The second Phase 3 study initiation announcement made during the International HPV Awareness Day.
PLYMOUTH MEETING, Pa. /PRNewswire/ -- Inovio Pharmaceuticals, Inc. (NASDAQ: INO) today announced the initiation and opening of sites to enroll the second portion of the company's Phase 3 program for VGX-3100, Inovio's DNA-based immunotherapy to treat cervical dysplasia caused by human papillomavirus (HPV). The study, named REVEAL 2, is the company's confirmatory stage Phase 3 clinical study and is designed to evaluate the efficacy and safety of VGX-3100. If approved after completion of the Phase 3 clinical trials, VGX-3100 will stand as the first immunotherapy for women with cervical dysplasia. The company made the announcement in concert with the celebration marking the 2019 International HPV Awareness Day. The annual campaign encourages everyone to take action to learn about HPV, and how to manage the risk of HPV related cancers and precancers. (For more information on HPV Day visit: https://www.askabouthpv.org/)
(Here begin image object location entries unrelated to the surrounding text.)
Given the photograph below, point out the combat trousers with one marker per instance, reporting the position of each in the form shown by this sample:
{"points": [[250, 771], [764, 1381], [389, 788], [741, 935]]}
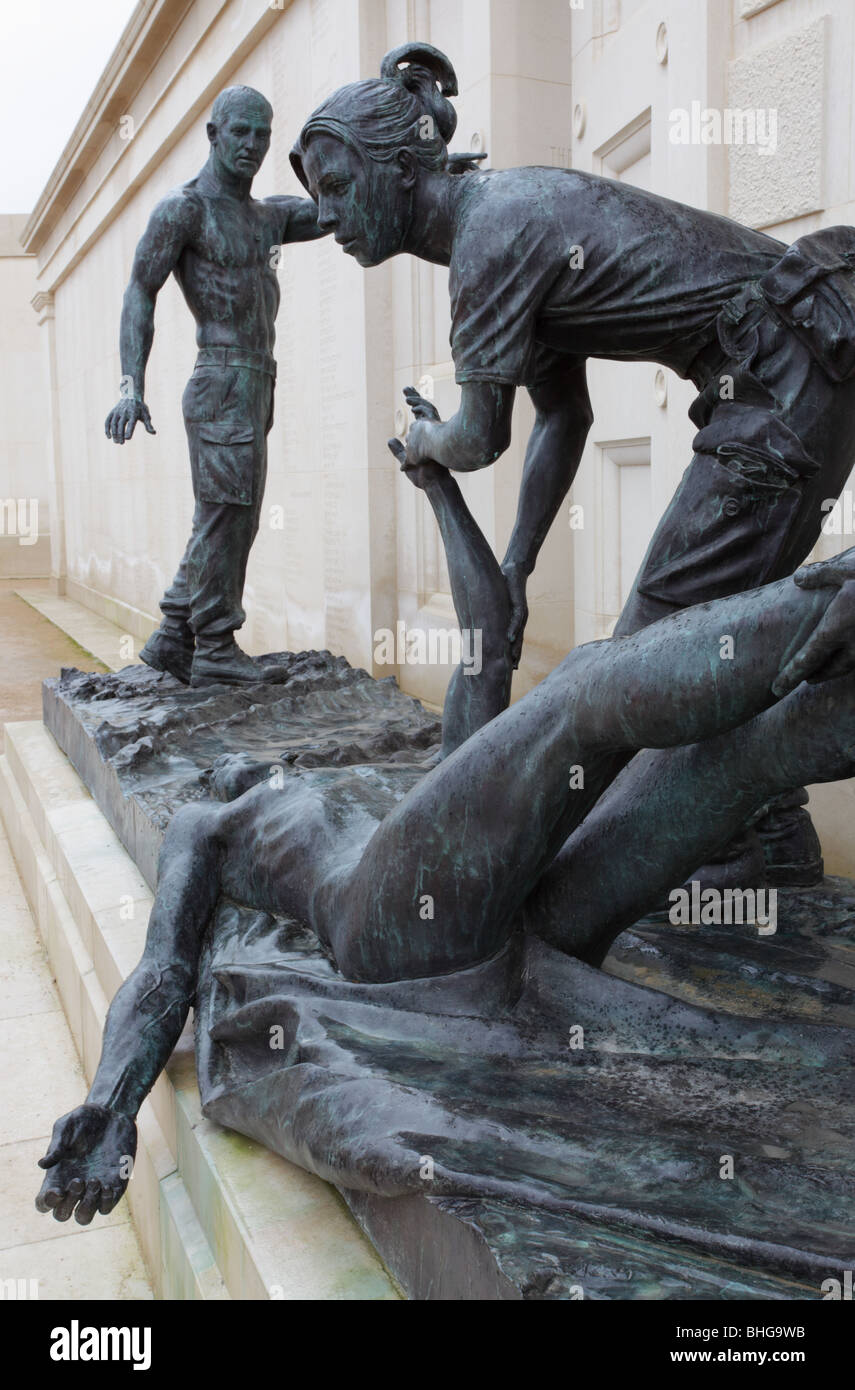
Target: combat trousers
{"points": [[776, 444], [228, 412]]}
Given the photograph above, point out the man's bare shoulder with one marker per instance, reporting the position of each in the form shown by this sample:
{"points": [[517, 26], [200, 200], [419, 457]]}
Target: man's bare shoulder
{"points": [[178, 210], [296, 217]]}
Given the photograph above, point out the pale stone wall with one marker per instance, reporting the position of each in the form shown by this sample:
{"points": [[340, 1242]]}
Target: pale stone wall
{"points": [[346, 545], [24, 494]]}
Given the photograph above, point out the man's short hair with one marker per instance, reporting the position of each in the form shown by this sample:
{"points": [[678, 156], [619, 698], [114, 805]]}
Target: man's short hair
{"points": [[231, 97]]}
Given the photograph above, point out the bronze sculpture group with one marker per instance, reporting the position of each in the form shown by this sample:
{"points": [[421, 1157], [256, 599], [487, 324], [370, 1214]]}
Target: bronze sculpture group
{"points": [[488, 833]]}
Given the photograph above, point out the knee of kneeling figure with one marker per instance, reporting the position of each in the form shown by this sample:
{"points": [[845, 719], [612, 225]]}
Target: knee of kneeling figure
{"points": [[193, 824]]}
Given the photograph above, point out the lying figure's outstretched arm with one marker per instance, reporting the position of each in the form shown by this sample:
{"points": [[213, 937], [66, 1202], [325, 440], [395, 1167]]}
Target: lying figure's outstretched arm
{"points": [[91, 1154]]}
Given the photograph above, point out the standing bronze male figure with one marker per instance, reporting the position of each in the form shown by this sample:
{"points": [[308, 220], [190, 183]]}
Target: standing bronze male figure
{"points": [[218, 242]]}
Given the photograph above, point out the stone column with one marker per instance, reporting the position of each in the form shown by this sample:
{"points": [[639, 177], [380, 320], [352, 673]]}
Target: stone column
{"points": [[43, 305]]}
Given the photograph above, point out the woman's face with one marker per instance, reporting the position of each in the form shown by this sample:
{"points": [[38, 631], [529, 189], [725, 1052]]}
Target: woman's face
{"points": [[363, 203]]}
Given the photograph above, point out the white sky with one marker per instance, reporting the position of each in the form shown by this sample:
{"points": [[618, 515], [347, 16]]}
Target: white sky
{"points": [[52, 54]]}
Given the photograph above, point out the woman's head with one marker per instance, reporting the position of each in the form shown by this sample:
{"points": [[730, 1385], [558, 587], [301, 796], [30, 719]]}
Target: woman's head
{"points": [[360, 153]]}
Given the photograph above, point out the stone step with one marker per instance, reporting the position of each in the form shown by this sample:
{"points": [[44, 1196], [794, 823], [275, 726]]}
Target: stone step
{"points": [[217, 1215]]}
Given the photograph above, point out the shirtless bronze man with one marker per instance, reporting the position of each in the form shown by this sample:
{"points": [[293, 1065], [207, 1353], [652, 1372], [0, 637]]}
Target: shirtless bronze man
{"points": [[495, 830], [218, 242]]}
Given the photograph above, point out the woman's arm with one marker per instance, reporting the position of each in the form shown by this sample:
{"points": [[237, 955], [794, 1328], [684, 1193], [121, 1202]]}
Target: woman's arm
{"points": [[562, 423]]}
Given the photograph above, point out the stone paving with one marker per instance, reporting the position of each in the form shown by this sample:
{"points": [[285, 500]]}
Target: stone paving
{"points": [[42, 1076]]}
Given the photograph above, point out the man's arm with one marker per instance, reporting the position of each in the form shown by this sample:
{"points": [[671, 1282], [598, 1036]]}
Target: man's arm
{"points": [[830, 649], [168, 231], [563, 419], [299, 218]]}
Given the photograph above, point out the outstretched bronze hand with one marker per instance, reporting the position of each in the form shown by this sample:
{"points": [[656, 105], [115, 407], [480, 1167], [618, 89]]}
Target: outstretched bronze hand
{"points": [[88, 1162], [121, 421], [830, 649]]}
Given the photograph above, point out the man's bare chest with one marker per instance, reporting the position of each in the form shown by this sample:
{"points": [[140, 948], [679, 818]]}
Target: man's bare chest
{"points": [[235, 236]]}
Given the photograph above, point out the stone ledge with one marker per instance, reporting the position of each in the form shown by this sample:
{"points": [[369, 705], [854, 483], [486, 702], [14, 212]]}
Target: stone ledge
{"points": [[217, 1215]]}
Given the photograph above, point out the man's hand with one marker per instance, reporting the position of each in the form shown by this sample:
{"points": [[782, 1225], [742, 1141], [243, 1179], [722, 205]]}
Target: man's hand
{"points": [[123, 419], [89, 1164], [421, 407], [516, 578], [830, 649], [413, 453], [420, 474]]}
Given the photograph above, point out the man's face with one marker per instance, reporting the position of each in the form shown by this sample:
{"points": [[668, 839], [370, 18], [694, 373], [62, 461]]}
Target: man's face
{"points": [[363, 203], [242, 139]]}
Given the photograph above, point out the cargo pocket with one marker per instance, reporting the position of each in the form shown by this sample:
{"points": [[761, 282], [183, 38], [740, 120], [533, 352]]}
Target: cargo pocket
{"points": [[225, 463], [722, 534]]}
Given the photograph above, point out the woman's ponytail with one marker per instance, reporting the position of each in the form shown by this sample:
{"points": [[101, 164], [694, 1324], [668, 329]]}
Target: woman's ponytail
{"points": [[431, 79]]}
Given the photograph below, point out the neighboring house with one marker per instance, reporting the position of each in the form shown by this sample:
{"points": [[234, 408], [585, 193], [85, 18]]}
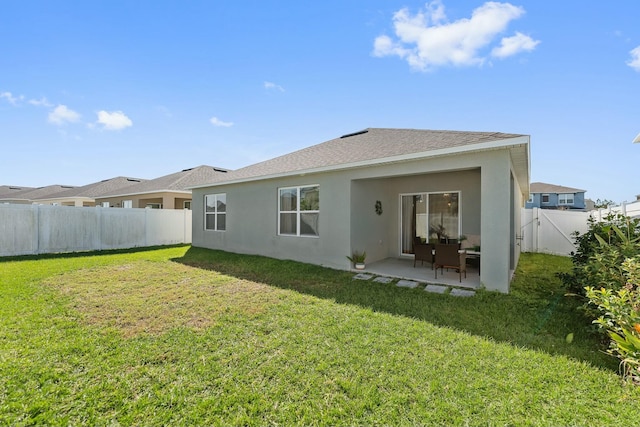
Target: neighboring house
{"points": [[86, 195], [9, 191], [374, 190], [166, 192], [28, 195], [549, 196]]}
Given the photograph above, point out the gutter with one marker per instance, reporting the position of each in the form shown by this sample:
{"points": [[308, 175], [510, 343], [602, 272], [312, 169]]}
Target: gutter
{"points": [[490, 146]]}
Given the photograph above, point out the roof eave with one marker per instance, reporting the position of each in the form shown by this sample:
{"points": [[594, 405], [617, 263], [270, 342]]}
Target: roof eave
{"points": [[110, 196], [486, 146]]}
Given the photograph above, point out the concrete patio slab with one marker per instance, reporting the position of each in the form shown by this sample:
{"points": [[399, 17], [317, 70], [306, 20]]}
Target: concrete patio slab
{"points": [[407, 284], [437, 289], [462, 293]]}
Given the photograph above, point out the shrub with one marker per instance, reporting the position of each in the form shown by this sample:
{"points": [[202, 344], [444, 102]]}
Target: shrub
{"points": [[620, 318], [600, 253]]}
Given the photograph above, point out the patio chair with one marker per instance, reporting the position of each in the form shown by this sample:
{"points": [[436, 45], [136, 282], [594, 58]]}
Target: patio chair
{"points": [[423, 252], [448, 256]]}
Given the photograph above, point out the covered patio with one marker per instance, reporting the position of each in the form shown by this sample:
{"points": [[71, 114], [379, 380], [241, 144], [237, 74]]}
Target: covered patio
{"points": [[402, 268]]}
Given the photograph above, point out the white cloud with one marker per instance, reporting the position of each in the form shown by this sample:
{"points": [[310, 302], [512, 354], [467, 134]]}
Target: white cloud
{"points": [[271, 85], [62, 115], [634, 62], [219, 123], [428, 40], [42, 102], [515, 44], [10, 98], [113, 120]]}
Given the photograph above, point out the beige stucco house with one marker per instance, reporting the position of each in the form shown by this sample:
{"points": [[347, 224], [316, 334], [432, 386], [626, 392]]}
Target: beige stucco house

Dr. J. Joseph Kim, Inovio's President & CEO, said, "The early initiation of our REVEAL 2, our second Phase 3 study, marks another milestone for our lead product VGX-3100. I am confident in our team's experience and expertise to advance the REVEAL program forward to deliver on our goal to file a BLA for VGX-3100 in 2021. And most importantly, we remember that patients are waiting and our efforts are bringing an innovative, impactful therapy to people where surgery is their only option.
Dr. Kim added, "Inovio is also investigating VGX-3100 in Phase 2 clinical trials for treating anal and vulvar dysplasia with interim results expected later this year."
Inovio's Phase 3 program is assessing the efficacy of VGX-3100 to regress cervical HSIL (high-grade squamous intraepithelial lesions), a direct precursor to cervical cancer, and to eliminate the HPV infection that causes these lesions. The REVEAL studies are prospective, randomized (2:1), double-blind, placebo-controlled trials evaluating adult women with HPV 16/18 positive biopsy-proven cervical HSIL, otherwise known as cervical intraepithelial neoplasia (CIN) 2 or 3.
The primary endpoint is regression of cervical HSIL AND virologic clearance of HPV-16 and/or HPV-18 in the cervix. The studies will evaluate cervical tissue changes at approximately 9 months after beginning a three dose regimen of VGX-3100 administered at months 0, 1, and 3. Secondary endpoints include safety; tolerability; regression of CIN 2/3 to CIN 1 or normal; virologic clearance of HPV; efficacy measured by non-progression to cancer; and clearance of HPV from non-cervical anatomic locations. For more information on these studies, please visit clinicaltrials.gov (search identifier NCT03185013 and NCT03721978 for REVEAL 1 and REVEAL 2, respectively).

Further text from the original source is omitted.